21. A pharmaceutical composition comprising a therapeutically effective amount of a compound of formula (I) according to claim 1, or a pharmaceutically acceptable salt thereof, in combination with a pharmaceutically acceptable carrier.
22. A method for treating cancer in a subject comprising administering a therapeutically effective amount of a compound of formula (I) according to claim 1 or a pharmaceutically acceptable salt thereof, to a subject in need thereof.

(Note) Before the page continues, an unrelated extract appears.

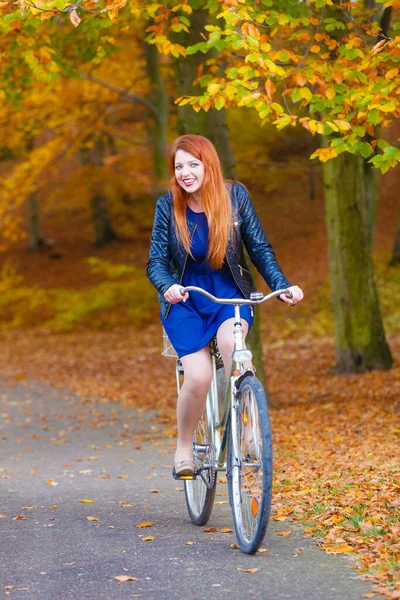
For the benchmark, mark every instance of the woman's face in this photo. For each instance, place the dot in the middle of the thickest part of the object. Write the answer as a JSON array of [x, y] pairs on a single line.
[[189, 171]]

23. The method of claim 22 wherein the cancer is selected from the group consisting of: acoustic neuroma, acute leukemia, acute lymphocytic leukemia, acute myelocytic leukemia (monocytic, myeloblastic, adenocarcinoma, angiosarcoma, astrocytoma, myelomonocytic and promyelocytic), acute t-cell leukemia, basal cell carcinoma, bile duct carcinoma, bladder cancer, brain cancer, breast cancer, bronchogenic carcinoma, cervical cancer, chondrosarcoma, chordoma, choriocarcinoma, chronic leukemia, chronic lymphocytic leukemia, chronic myelocytic (granulocytic) leukemia, chronic myelogenous leukemia, colon cancer, colorectal cancer, craniopharyngioma, cystadenocarcinoma, diffuse large B-cell lymphoma, dysproliferative changes (dysplasias and metaplasias), embryonal carcinoma, endometrial cancer, endotheliosarcoma, ependymoma, epithelial carcinoma, erythroleukemia, esophageal cancer, estrogen-receptor positive breast cancer, essential thrombocythemia, Ewing's tumor, fibrosarcoma, follicular lymphoma, germ cell testicular cancer, glioma, glioblastoma, gliosarcoma, heavy chain disease, hemangioblastoma, hepatoma, hepatocellular cancer, hormone insensitive prostate cancer, leiomyosarcoma, leukemia, liposarcoma, lung cancer, lymphagioendotheliosarcoma, lymphangiosarcoma, lymphoblastic leukemia, lymphoma (Hodgkin's and non-Hodgkin's), malignancies and hyperproliferative disorders of the bladder, breast, colon, lung, ovaries, pancreas, prostate, skin, and uterus, lymphoid malignancies of T-cell or B-cell origin, leukemia, lymphoma, medullary carcinoma, medulloblastoma, melanoma, meningioma, mesothelioma, multiple myeloma, myelogenous leukemia, myeloma, myxosarcoma, neuroblastoma, NUT midline carcinoma (NMC), non-small cell lung cancer, oligodendroglioma, oral cancer, osteogenic sarcoma, ovarian cancer, pancreatic cancer, papillary adenocarcinomas, papillary carcinoma, pinealoma, polycythemia vera, prostate cancer, rectal cancer, renal cell carcinoma, retinoblastoma, rhabdomyosarcoma, sarcoma, sebaceous gland carcinoma, seminoma, skin cancer, small cell lung carcinoma, solid tumors (carcinomas and sarcomas), small cell lung cancer, stomach cancer, squamous cell carcinoma, synovioma, sweat gland carcinoma, thyroid cancer, Waldenstrom's macroglobulinemia, testicular tumors, uterine cancer, and Wilms' tumor.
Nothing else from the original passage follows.